In observational studies, for example, there may be larger differences in observed covariates between treatment groups that could lead to biased estimates of treatment effects.

"This could be adjusted for using propensity score matching, where you generate the conditional probability of one individual being treated with a particular treatment approach given multiple pretreatment covariates. By doing propensity score matching, you can then balance these covariates such as age and various comorbid illnesses between the two groups, and perhaps eliminate this treatment allocation bias that impacts on the relationship between the treatment and the postoperative outcomes," Dr. Nason explained.

She and her colleagues applied the technique to an analysis of outcomes from 375 patients with clinical stage II or greater esophageal adenocarcinoma treated with minimally invasive esophagectomy. They assessed tumor variables, comorbidities, treatments, and outcomes, and created propensity matching scores to match surgery-only patients one-on-one with no repeats to a patient who also underwent induction therapy and had a propensity score within 0.05 of that for the surgery-only patient.

Patients without suitable matches were excluded from the data set.

The extensive list of variables included age, smoking status, alcohol use, history of Barrett’s esophagus, myriad comorbidities, cancer location, pretreatment clinical stage, and many others.

Among the 375 patients, the investigators were able to generate propensity-matching scores for 82 pairs for the comparison of treatments and outcome.

They found that there were no significant differences between induction and surgery-only patients in the primary outcome of adverse events within 30 days of surgery, including in-hospital and 30-day mortality, major adverse events or at least 1 postoperative adverse event, readmission within 30 days, reoperation in-hospital or within 30 days, or length of stay greater than 10 days.

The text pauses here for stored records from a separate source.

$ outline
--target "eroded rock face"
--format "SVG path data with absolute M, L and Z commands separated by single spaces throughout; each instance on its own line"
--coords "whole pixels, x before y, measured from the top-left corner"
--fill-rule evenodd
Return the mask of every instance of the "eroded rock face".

Dr. Nason noted that although unmatched patients differed in age, presentation with alarm symptoms, daily alcohol use, clinical stage and comorbid illnesses, the pretreatment variables were all well balanced in the propensity-matched analysis.

Mortality after minimally invasive esophagectomy was 1.8% among all 375 patients, 1.5% among patients who underwent induction, and 2.3% among patients who underwent surgery alone; these differences were not significant.

Major adverse events occurred in 28% of patients overall, 27% of those who received induction, and 30% of those who had surgery alone, also not significant.

The study was internally funded. Dr. Nason reported having no financial disclosures.